After three months of sitting on a bucket of paint, we finally painted our bedroom this past week. I can't tell you how good it feels to get rid of the last of the biscuit-colored walls. Once we start working on our bathroom, they'll be gone for good. It's a slow going process, but this place is starting to look more like ours every day, and less like a soulless vessel used to attract the highest offer. More importantly, it's starting to feel like ours... feel like home.
Without getting myself tangled in a web of resolutions I know I'll never follow through with, I have made one major decision for the upcoming year: To stop procrastinating, and to start DOING. Although I wouldn't consider myself a chronic procrastinator, I have spent a good amount of my life putting things off until I've either forgotten about them or until I am panic-stricken, trying to get them done. Neither is good, and neither sets a good example of character for my child. Not only do I want to DO the things that will provide the best possible life for my family, but I also want Cheech to understand that DOING things, and not waiting around for them to somehow magically happen is one of the key ingredients to happiness and success in this world.
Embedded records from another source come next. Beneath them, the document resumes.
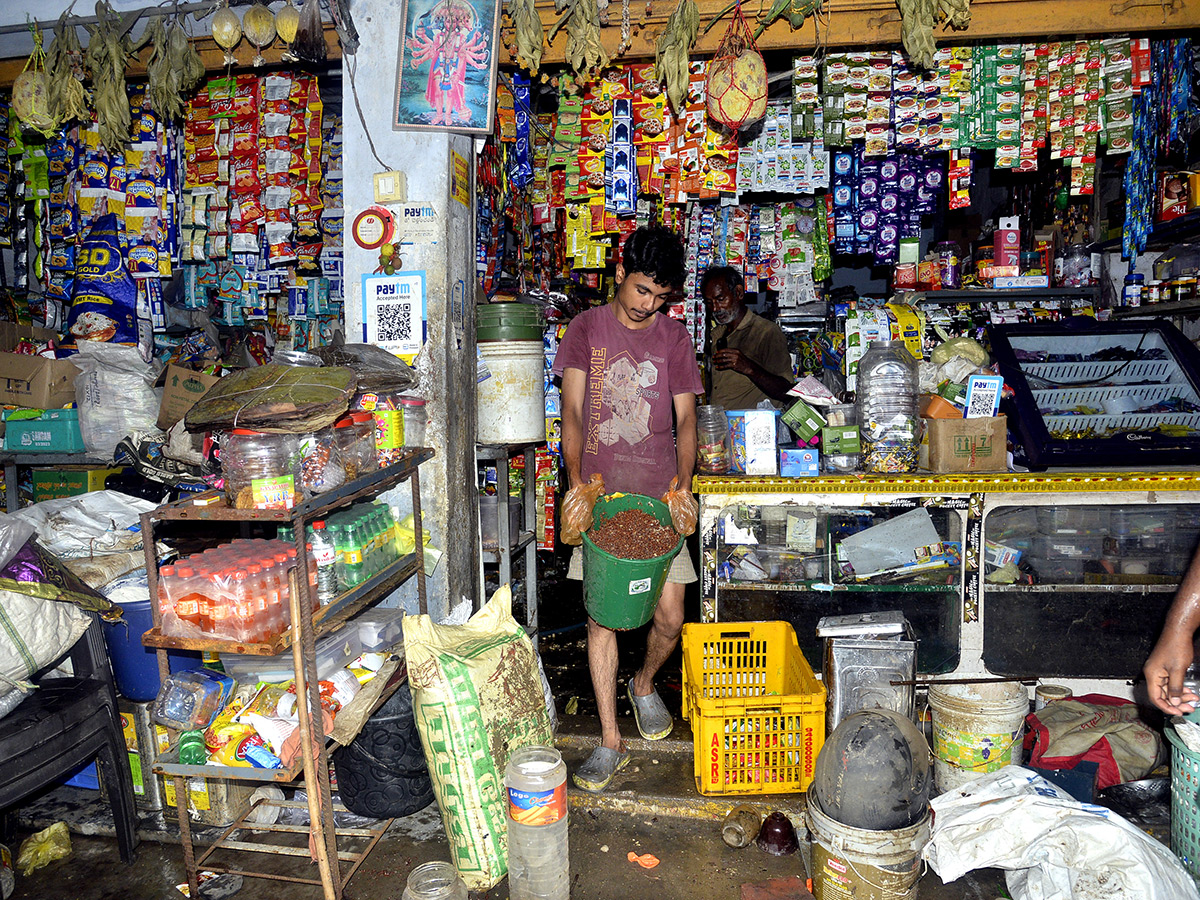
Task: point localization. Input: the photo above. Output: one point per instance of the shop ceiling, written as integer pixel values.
(16, 42)
(874, 23)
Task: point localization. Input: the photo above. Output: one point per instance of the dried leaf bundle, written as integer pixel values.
(671, 52)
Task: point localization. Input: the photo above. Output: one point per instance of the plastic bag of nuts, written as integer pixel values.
(321, 463)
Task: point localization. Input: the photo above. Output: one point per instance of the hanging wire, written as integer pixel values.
(352, 67)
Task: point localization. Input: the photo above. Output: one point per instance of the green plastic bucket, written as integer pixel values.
(623, 593)
(508, 322)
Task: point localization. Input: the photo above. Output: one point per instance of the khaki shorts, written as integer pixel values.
(682, 570)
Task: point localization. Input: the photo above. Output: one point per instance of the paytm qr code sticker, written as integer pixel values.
(983, 396)
(394, 312)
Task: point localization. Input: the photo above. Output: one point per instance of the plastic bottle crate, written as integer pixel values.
(1185, 809)
(756, 708)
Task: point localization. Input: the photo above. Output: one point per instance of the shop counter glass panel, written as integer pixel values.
(1081, 591)
(799, 564)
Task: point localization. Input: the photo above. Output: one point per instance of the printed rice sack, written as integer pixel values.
(477, 697)
(105, 306)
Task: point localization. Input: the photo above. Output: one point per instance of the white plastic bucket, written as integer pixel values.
(859, 864)
(977, 727)
(510, 403)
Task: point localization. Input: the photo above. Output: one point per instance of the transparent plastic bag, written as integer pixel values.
(577, 508)
(684, 509)
(45, 847)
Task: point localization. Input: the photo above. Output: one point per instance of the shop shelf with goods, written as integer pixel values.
(1086, 562)
(509, 546)
(306, 625)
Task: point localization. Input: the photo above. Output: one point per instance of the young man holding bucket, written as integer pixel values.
(627, 371)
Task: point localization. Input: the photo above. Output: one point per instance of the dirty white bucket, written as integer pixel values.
(510, 403)
(977, 729)
(863, 864)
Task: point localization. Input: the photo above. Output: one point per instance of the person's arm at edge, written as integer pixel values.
(1174, 652)
(571, 394)
(685, 438)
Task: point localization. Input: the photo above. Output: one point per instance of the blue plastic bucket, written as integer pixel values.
(135, 666)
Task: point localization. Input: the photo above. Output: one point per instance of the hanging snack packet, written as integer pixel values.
(105, 304)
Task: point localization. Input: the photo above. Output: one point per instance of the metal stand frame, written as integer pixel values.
(306, 627)
(527, 540)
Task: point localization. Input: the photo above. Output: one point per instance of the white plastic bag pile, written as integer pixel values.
(114, 390)
(1051, 846)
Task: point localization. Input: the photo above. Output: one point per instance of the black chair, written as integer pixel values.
(65, 724)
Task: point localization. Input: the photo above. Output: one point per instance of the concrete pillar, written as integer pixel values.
(448, 259)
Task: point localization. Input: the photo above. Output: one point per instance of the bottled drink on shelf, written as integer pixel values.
(166, 589)
(539, 865)
(325, 555)
(187, 598)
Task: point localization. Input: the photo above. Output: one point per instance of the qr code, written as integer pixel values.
(395, 322)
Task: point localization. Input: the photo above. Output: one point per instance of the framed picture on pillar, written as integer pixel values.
(445, 76)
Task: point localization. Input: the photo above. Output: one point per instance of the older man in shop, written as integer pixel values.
(750, 361)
Admittedly, these past few years, although filled to the brim with joy, have also been pretty intense for me. In a fairly short amount of time, we've gotten married, made a big move, had a child, started a business, and become property owners. Through all this, my procrastination techniques have gotten completely out of hand. Faced with so many BIG things, I have found myself feeling very easily overwhelmed by even the tiniest tasks, and therefore choosing to not DO because it's simply the easiest option. Don't get me wrong... it can be nice to turn your brain off and scroll through a shit ton of meaningless images on Pinterest when you really should be painting your bedroom, but too much of a nice thing can very quickly turn into too much of a stupid thing. I don't know about you guys, but I really don't feel very good about myself when I do stupid things.
So no more sitting on buckets of paint for me. This will be the year of getting stuff done. I will own you, 2013. I owe it to myself, I owe it to my family, and I owe it a little bit to my MIL, who keeps hounding me for not keeping up with this blog.
P.S. Did you notice our Joinery blanket? We went for the stripes instead, and I never would have thought that I could develop such a strong emotional connection to my bedding.